CVE-2020-37046 in Sistem Informasi Pengumuman Kelulusan Online
Summary
by MITRE • 01/31/2026
Sistem Informasi Pengumuman Kelulusan Online 1.0 contains a cross-site request forgery vulnerability that allows attackers to add unauthorized admin users through the tambahuser.php endpoint. Attackers can craft a malicious HTML form to submit admin credentials and create new administrative accounts without the victim's consent.
If you want to get best quality of vulnerability data, you may have to visit VulDB.
Analysis
by VulDB Data Team • 01/31/2026
The Sistem Informasi Pengumuman Kelulusan Online 1.0 application presents a critical cross-site request forgery vulnerability identified as CVE-2020-37046 which fundamentally compromises the system's administrative access control mechanisms. This vulnerability resides within the tambahuser.php endpoint, which serves as the user creation interface for the application's administrative functions. The flaw represents a classic csrf attack vector where an attacker can manipulate the application's behavior through carefully crafted malicious requests that appear to originate from legitimate administrative sessions. The vulnerability stems from the absence of proper anti-forgery token validation or session consistency checks within the user creation process, allowing unauthorized actors to exploit the application's trust relationship with authenticated users.

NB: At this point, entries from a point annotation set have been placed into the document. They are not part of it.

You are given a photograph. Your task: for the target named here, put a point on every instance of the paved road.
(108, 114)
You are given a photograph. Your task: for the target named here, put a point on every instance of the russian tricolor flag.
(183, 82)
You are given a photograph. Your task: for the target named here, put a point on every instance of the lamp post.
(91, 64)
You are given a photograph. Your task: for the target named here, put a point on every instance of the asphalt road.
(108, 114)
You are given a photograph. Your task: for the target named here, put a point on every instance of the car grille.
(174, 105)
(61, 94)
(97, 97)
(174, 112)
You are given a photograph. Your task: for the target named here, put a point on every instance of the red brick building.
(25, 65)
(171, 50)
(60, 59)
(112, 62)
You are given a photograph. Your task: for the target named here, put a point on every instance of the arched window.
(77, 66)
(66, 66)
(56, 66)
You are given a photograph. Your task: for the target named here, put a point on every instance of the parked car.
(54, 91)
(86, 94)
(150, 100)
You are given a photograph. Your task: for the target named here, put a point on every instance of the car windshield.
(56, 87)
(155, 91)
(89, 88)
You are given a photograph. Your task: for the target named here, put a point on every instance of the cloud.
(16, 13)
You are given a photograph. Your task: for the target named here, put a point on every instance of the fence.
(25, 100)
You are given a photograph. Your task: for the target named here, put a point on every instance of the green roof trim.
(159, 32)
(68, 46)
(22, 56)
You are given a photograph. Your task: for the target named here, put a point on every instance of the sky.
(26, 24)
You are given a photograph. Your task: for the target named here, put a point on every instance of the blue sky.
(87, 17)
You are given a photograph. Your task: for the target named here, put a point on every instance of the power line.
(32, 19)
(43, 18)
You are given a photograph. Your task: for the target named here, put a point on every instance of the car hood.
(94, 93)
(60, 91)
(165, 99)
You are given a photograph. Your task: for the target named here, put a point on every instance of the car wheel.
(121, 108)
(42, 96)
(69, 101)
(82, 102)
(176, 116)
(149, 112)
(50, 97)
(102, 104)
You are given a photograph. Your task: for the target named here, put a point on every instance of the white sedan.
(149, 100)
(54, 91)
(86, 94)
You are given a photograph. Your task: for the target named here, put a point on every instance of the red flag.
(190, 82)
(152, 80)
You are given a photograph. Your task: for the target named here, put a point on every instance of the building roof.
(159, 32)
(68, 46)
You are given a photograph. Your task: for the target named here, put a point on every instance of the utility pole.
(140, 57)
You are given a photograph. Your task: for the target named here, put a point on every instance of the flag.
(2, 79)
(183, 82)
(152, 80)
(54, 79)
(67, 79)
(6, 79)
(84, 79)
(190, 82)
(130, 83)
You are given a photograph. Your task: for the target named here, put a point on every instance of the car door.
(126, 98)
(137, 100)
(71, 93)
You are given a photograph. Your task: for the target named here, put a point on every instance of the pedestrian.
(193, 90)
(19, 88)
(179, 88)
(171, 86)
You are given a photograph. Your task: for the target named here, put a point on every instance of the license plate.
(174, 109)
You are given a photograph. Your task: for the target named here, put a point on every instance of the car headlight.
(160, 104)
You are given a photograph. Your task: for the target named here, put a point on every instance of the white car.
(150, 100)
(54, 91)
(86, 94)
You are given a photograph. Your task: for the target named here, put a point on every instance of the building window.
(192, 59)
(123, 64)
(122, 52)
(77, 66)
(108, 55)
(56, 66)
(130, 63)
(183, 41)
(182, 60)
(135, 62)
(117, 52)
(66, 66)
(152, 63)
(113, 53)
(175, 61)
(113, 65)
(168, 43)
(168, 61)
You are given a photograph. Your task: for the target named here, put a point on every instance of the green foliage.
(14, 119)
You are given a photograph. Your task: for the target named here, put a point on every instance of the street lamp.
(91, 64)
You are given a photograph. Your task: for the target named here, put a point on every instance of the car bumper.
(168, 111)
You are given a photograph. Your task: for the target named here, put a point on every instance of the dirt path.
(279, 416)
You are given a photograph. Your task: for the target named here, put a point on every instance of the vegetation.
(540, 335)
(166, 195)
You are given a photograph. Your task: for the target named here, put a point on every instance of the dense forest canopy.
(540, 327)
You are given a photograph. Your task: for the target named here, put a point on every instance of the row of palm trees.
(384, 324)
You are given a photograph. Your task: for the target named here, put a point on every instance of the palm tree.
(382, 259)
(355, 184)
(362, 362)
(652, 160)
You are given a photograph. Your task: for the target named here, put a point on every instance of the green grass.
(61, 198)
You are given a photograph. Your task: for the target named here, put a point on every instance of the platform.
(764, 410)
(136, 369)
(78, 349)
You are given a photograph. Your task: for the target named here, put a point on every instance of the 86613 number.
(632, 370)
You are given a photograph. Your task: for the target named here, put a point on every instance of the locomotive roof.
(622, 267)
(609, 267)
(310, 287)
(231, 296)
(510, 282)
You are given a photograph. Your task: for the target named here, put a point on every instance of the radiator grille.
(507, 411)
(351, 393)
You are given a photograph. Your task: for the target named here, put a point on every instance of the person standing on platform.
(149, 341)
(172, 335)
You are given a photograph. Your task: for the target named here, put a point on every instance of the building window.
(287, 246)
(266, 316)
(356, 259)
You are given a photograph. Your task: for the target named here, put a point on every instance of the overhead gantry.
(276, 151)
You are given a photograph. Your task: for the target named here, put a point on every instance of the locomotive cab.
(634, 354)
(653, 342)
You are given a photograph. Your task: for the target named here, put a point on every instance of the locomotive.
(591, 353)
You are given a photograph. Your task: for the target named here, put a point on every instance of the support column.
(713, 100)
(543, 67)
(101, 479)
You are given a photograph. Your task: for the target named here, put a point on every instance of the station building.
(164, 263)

The technical implementation of this vulnerability demonstrates a failure in the application's security architecture where the tambahuser.php endpoint lacks sufficient validation mechanisms to distinguish between legitimate administrative requests and maliciously crafted submissions. Attackers can construct malicious HTML forms that automatically submit administrative credentials to the vulnerable endpoint, bypassing normal authentication and authorization controls. This flaw operates under the principles of CWE-352, which specifically addresses Cross-Site Request Forgery vulnerabilities, where the application fails to validate that requests originate from legitimate sources within the same origin. The vulnerability allows for arbitrary administrative account creation, providing attackers with persistent access to the system's administrative functions and enabling them to manipulate user permissions, modify system configurations, or access sensitive data.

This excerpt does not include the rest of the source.